Oregon, which codified medical-aid-in-dying in 1997, relaxed its residents-only rule last year. The Vermont suit was settled by allowing an exception for Bluestein, and Vermont legislators crafted legislation that allows non-residents who meet certain restrictions the option. Vermont Gov. Phil Scott has said he will sign the bill.
Meanwhile, can we acknowledge this is an inhumane way to treat a dying woman, to force her to look for options to the pain and anguish of late-stage fallopian tube cancer? The majority of state residents – 75% – would give expanded end-of-life options to people such as Bluestein. So why is this not law?
State Sen. Saud Anwar, D-South Windsor, a medical doctor, said in a statement, “While I understand the arguments and opposition against this bill, I also recognize that our failure to pass this bill will prevent a number of Connecticut residents from having autonomy in their end-of-life choices. It is not lost on me that an increasing number of family members testify in support of the legislation each year because their loved ones lose their battles with illness.”
The debates – in public hearings and in committee – are frequently emotional. In one hearing, opponents of the bill talked about their dead grandmothers, and how they’d treasure having their loved ones alive longer. Who hasn’t wished for more time with a dying loved one, but with all due respect, if that extra time means putting that loved one through needless pain, what are we doing?
In a state judiciary committee earlier this month, state Sen. John A. Kissel, R-Enfield, after calling the legislation “horrible, horrible public policy,” said, “I believe in miracles.” Sen. Kissel is a decent man with an impressive track record for attention paid to housing and seniors, but you don’t make public policy based on a belief in miracles. Plenty of Connecticut residents haven’t gotten theirs. Instead, they’ve endured – as have their families — unnecessarily horrible deaths.
Tim Appleton, senior campaign director for Connecticut and Delaware for Compassion and Choices, an organization that focuses on end-of-life issues, said, “Whether Sen. Kissel or I believe in miracles is secondary to the very real desperation and suffering that terminally ill people will be sentenced to again because of the legislative inaction.”
The hardest part, says Appleton, is thinking of the people – those who are terminally ill and their loved ones – who have testified over the years. For some people seeking a medical-aid-in-dying option for themselves, time ran out. As a portrait display that hung in January at the State Capitol said, “They died waiting.”
“To ask people to do that every single year, it’s reliving trauma,” Appleton said. “To advocate for this legislation, someone is entering into this space where you relive the worst days of your life. We ask people, ‘Talk about the week that your brother begged you – begged you – to kill him.’ And all of this could be avoided if a reasonable expansion of freedom at the end of life were granted to Connecticut residents.”

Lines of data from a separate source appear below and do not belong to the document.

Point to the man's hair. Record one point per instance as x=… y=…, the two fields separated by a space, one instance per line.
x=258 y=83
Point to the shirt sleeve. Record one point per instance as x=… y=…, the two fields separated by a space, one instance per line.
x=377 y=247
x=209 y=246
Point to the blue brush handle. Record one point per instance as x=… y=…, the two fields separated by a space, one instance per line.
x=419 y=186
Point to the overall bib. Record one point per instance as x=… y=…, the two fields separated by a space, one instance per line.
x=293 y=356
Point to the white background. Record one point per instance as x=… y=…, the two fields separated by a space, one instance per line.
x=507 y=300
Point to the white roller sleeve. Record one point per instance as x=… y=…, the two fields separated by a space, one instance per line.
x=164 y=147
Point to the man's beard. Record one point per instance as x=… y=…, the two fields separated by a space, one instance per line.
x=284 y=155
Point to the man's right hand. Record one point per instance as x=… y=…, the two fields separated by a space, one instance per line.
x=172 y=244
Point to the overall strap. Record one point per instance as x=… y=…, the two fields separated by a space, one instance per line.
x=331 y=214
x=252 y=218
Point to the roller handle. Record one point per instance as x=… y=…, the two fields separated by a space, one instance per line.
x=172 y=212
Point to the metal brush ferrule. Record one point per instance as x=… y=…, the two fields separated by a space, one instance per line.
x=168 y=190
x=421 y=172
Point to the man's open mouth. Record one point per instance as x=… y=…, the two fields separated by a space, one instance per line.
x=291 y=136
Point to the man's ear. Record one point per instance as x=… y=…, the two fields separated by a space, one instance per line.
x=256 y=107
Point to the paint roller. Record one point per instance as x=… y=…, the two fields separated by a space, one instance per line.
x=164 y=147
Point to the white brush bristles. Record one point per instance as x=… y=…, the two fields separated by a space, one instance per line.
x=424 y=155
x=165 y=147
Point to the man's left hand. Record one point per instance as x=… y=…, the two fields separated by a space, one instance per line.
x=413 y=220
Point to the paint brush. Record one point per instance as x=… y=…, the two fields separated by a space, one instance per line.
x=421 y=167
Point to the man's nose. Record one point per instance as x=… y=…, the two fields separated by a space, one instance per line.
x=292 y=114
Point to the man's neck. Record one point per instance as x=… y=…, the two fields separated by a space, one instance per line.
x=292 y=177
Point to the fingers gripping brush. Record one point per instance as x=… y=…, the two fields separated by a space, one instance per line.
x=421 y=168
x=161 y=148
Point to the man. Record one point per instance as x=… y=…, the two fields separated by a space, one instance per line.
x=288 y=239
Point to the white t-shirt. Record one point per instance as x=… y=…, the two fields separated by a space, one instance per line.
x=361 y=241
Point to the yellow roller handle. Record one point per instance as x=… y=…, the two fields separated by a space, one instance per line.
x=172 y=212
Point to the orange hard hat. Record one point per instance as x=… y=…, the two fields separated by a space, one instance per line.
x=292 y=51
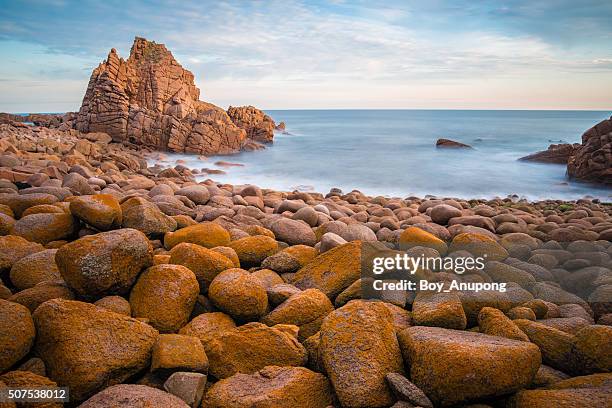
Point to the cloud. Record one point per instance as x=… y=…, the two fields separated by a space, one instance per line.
x=351 y=47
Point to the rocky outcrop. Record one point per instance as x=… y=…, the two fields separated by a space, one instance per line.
x=593 y=160
x=258 y=125
x=556 y=153
x=150 y=99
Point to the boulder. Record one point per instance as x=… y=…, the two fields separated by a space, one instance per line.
x=332 y=271
x=293 y=232
x=207 y=326
x=440 y=360
x=176 y=352
x=148 y=219
x=556 y=153
x=251 y=347
x=115 y=304
x=88 y=348
x=204 y=262
x=413 y=236
x=272 y=387
x=438 y=309
x=106 y=263
x=187 y=386
x=305 y=309
x=16 y=333
x=34 y=269
x=13 y=248
x=133 y=396
x=253 y=250
x=358 y=348
x=149 y=99
x=101 y=211
x=258 y=126
x=593 y=159
x=207 y=234
x=165 y=295
x=239 y=294
x=46 y=227
x=494 y=322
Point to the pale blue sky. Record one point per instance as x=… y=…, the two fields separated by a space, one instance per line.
x=298 y=54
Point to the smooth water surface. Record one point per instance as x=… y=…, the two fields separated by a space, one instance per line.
x=392 y=152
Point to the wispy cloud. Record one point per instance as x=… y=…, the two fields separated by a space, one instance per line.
x=281 y=47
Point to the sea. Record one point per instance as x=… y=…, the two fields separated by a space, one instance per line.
x=393 y=153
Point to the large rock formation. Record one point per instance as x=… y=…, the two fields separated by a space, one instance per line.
x=150 y=99
x=593 y=160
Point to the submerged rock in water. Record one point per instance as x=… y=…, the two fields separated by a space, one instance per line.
x=556 y=153
x=593 y=159
x=444 y=143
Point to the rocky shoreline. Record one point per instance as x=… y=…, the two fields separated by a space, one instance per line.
x=137 y=286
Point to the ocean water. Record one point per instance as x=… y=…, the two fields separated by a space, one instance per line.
x=393 y=153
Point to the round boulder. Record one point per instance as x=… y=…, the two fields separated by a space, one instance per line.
x=239 y=294
x=106 y=263
x=101 y=211
x=165 y=294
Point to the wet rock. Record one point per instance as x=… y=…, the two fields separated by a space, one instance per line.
x=266 y=346
x=207 y=234
x=133 y=396
x=34 y=269
x=16 y=333
x=101 y=211
x=106 y=263
x=278 y=387
x=14 y=248
x=205 y=263
x=359 y=348
x=89 y=348
x=239 y=294
x=293 y=232
x=305 y=309
x=176 y=352
x=440 y=359
x=165 y=295
x=44 y=228
x=332 y=271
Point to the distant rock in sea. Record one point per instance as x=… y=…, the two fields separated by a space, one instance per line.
x=151 y=100
x=447 y=143
x=556 y=153
x=593 y=159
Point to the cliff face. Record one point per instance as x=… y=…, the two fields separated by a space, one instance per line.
x=593 y=159
x=150 y=99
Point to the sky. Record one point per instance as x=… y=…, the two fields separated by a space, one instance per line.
x=434 y=54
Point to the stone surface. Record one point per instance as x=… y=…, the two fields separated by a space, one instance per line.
x=239 y=294
x=358 y=348
x=133 y=396
x=88 y=348
x=440 y=360
x=16 y=333
x=101 y=211
x=593 y=159
x=151 y=100
x=271 y=387
x=556 y=153
x=331 y=272
x=165 y=295
x=106 y=263
x=251 y=347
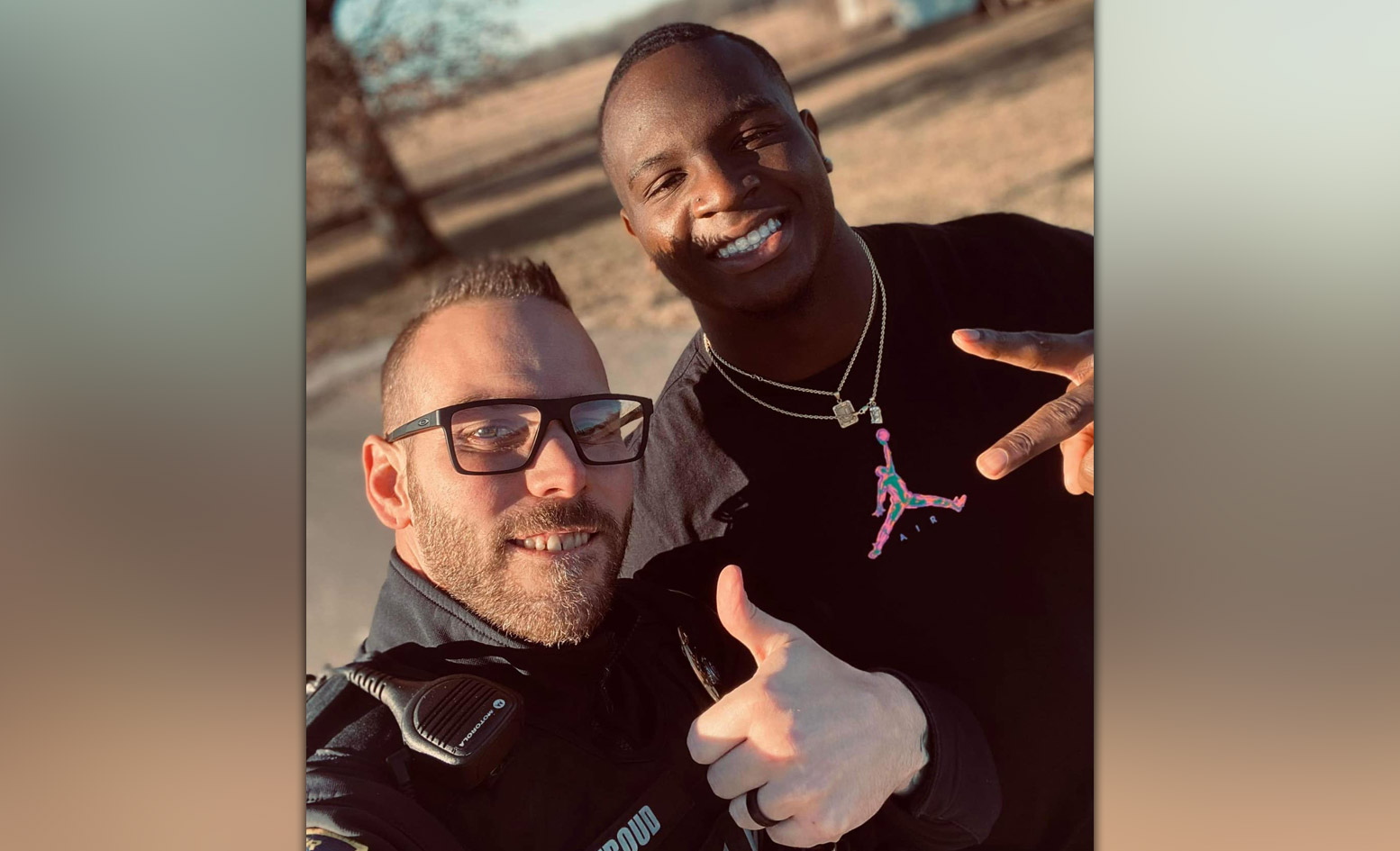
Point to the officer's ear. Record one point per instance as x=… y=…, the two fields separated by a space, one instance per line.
x=384 y=482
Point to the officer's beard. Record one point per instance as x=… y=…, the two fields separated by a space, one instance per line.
x=561 y=601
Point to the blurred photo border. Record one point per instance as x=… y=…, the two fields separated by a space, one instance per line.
x=151 y=260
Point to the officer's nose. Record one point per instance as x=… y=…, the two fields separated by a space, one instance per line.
x=558 y=471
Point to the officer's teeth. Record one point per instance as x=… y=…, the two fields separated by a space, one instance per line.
x=555 y=542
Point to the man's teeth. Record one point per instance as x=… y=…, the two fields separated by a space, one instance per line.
x=555 y=542
x=752 y=240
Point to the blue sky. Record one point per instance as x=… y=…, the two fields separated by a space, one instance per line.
x=538 y=22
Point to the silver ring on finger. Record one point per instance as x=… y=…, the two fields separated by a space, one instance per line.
x=750 y=802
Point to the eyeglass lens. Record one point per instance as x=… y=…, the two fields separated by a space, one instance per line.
x=495 y=439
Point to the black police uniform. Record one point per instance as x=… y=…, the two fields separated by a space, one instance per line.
x=601 y=760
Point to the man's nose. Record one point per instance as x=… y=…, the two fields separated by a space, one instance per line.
x=722 y=186
x=558 y=471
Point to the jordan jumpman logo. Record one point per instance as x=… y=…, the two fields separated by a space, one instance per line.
x=894 y=489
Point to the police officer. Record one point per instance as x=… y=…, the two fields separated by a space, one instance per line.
x=513 y=693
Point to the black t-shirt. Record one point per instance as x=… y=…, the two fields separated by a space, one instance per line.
x=993 y=602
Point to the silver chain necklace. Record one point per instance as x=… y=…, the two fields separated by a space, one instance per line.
x=843 y=412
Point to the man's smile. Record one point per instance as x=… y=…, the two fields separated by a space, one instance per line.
x=559 y=540
x=753 y=245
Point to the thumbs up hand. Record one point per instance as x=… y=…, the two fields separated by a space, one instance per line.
x=825 y=744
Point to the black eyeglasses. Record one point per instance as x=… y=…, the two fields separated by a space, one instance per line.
x=503 y=436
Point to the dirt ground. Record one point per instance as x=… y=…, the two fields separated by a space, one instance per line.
x=977 y=116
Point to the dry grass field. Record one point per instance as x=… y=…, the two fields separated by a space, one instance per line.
x=975 y=116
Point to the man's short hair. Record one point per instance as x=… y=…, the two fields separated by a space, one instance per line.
x=497 y=277
x=667 y=35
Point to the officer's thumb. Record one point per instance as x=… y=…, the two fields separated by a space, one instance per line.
x=753 y=628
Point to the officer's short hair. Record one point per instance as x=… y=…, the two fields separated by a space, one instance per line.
x=497 y=277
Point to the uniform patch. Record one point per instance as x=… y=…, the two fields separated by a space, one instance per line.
x=320 y=838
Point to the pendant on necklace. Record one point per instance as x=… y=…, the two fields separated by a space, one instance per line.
x=846 y=414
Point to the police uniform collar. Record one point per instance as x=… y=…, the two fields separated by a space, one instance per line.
x=414 y=611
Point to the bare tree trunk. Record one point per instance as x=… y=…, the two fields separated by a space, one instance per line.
x=336 y=111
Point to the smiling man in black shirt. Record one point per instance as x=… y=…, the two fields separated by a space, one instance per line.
x=821 y=429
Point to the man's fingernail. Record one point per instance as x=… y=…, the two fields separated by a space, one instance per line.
x=993 y=462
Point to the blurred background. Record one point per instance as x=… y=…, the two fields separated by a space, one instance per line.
x=441 y=129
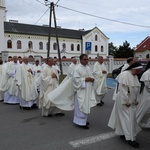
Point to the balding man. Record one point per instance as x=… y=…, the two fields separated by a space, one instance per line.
x=26 y=82
x=10 y=96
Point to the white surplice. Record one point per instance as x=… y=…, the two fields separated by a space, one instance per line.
x=144 y=104
x=100 y=81
x=25 y=80
x=11 y=95
x=48 y=84
x=85 y=96
x=123 y=118
x=37 y=75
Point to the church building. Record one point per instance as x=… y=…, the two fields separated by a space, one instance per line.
x=30 y=40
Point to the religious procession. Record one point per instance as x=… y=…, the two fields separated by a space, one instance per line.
x=37 y=87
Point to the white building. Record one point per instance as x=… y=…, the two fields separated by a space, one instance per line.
x=30 y=40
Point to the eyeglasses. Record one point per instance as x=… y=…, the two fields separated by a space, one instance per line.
x=85 y=59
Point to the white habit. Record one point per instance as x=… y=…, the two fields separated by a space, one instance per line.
x=100 y=81
x=123 y=118
x=11 y=95
x=144 y=104
x=85 y=96
x=25 y=80
x=48 y=84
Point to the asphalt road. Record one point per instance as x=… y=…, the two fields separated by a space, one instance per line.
x=28 y=130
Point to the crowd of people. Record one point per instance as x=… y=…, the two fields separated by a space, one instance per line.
x=37 y=86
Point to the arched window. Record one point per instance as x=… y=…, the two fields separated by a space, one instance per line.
x=72 y=47
x=40 y=45
x=18 y=44
x=30 y=45
x=55 y=46
x=102 y=49
x=96 y=48
x=63 y=46
x=47 y=46
x=78 y=47
x=96 y=38
x=9 y=44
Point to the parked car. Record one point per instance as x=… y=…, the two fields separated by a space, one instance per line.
x=116 y=72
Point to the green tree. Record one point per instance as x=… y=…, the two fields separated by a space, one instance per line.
x=124 y=51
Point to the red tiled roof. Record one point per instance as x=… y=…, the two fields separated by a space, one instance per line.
x=144 y=45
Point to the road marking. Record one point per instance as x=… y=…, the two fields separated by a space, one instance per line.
x=92 y=139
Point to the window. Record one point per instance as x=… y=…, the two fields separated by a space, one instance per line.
x=72 y=47
x=96 y=38
x=47 y=46
x=96 y=48
x=40 y=45
x=55 y=46
x=30 y=45
x=18 y=44
x=63 y=46
x=102 y=49
x=78 y=47
x=9 y=44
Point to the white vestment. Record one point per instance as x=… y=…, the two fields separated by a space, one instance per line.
x=37 y=75
x=144 y=104
x=100 y=81
x=48 y=84
x=26 y=82
x=85 y=96
x=1 y=82
x=11 y=95
x=4 y=79
x=63 y=95
x=123 y=118
x=124 y=67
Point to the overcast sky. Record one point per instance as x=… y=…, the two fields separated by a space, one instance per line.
x=105 y=14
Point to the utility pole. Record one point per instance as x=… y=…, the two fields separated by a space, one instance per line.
x=52 y=9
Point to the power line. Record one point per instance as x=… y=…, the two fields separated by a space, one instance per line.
x=122 y=22
x=41 y=16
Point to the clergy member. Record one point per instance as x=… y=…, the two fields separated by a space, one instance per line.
x=123 y=116
x=11 y=95
x=100 y=75
x=84 y=92
x=26 y=82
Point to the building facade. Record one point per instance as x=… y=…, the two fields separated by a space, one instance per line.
x=30 y=40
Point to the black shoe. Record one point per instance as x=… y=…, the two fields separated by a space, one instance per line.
x=99 y=104
x=59 y=114
x=49 y=115
x=133 y=144
x=34 y=106
x=122 y=137
x=102 y=102
x=87 y=123
x=85 y=127
x=25 y=108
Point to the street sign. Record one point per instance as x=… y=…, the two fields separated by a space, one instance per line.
x=88 y=46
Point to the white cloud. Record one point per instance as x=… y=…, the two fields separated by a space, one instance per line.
x=136 y=12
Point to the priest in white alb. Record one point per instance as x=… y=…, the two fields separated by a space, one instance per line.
x=49 y=82
x=83 y=82
x=25 y=80
x=100 y=75
x=11 y=95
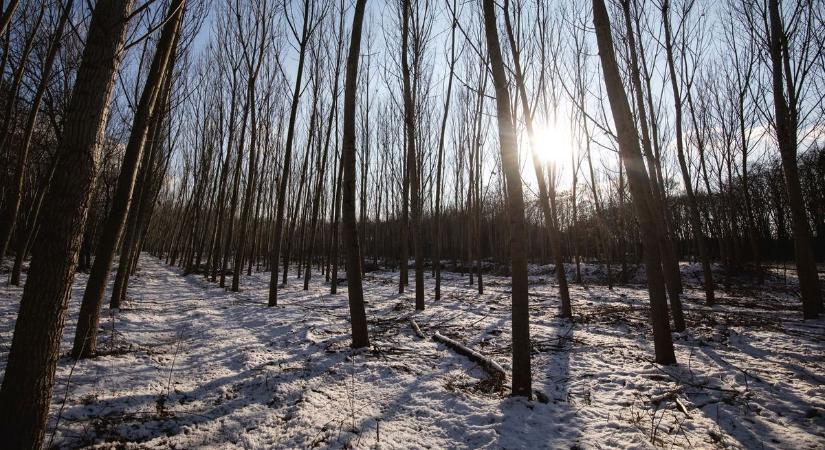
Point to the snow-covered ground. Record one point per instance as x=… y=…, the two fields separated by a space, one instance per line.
x=188 y=365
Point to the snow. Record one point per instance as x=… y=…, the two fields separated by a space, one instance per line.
x=187 y=364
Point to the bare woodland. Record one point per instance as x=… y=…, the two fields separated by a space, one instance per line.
x=648 y=168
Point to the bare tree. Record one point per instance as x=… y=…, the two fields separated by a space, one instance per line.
x=29 y=378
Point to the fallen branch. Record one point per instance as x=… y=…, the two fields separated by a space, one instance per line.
x=491 y=367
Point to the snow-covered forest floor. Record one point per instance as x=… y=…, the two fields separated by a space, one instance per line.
x=188 y=364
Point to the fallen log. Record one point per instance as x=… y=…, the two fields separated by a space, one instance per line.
x=416 y=329
x=489 y=365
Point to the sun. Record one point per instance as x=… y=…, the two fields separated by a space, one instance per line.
x=553 y=144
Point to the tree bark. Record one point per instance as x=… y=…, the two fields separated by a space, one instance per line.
x=26 y=391
x=355 y=289
x=522 y=378
x=649 y=221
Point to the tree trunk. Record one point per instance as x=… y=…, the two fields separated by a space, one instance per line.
x=786 y=133
x=85 y=341
x=649 y=221
x=26 y=391
x=355 y=289
x=522 y=378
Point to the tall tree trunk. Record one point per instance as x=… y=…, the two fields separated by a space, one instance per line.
x=649 y=139
x=694 y=216
x=7 y=15
x=549 y=213
x=786 y=121
x=26 y=391
x=355 y=289
x=85 y=340
x=437 y=238
x=284 y=180
x=412 y=158
x=649 y=220
x=15 y=195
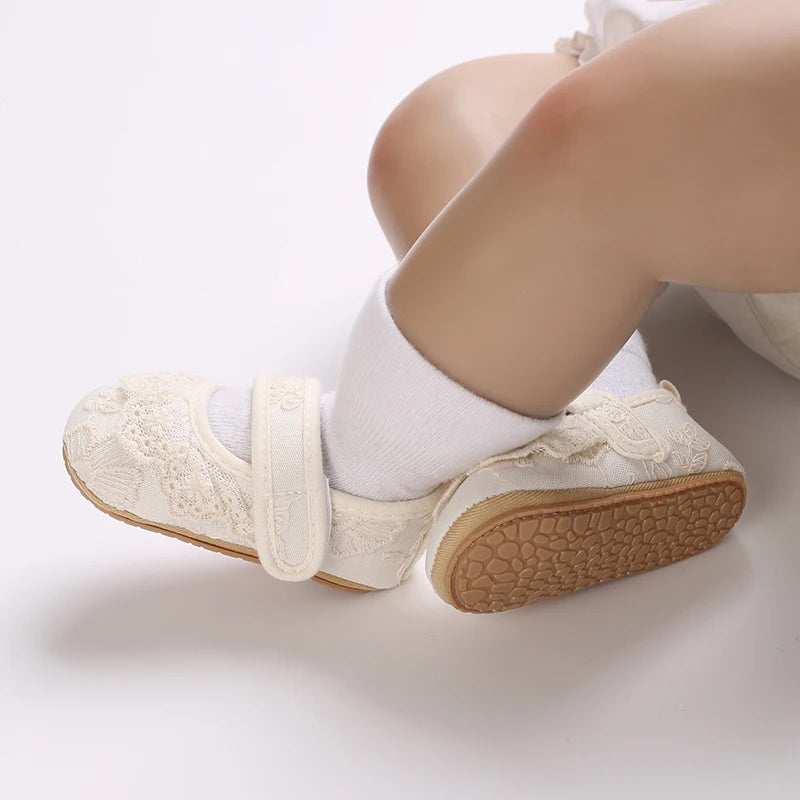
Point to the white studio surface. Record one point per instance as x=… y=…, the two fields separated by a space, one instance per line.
x=177 y=180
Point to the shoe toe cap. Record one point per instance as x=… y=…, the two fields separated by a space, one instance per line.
x=94 y=456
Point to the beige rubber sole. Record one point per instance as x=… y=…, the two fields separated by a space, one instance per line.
x=226 y=548
x=525 y=546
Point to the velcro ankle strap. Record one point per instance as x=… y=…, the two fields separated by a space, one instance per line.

On this issue, most opponents are one bad death away from joining the 75%. Is their opposition residual Puritanism? A fear of angering God? We have the benefit of medical marvels, but miracles are in short supply. So we start the process all over again next session, forcing terminally-ill people to make the trek to Hartford and spend their last moments giving testimony that reminds us that at the heart of this debate is autonomy and independence. This is their life and this is their body. It is not ours.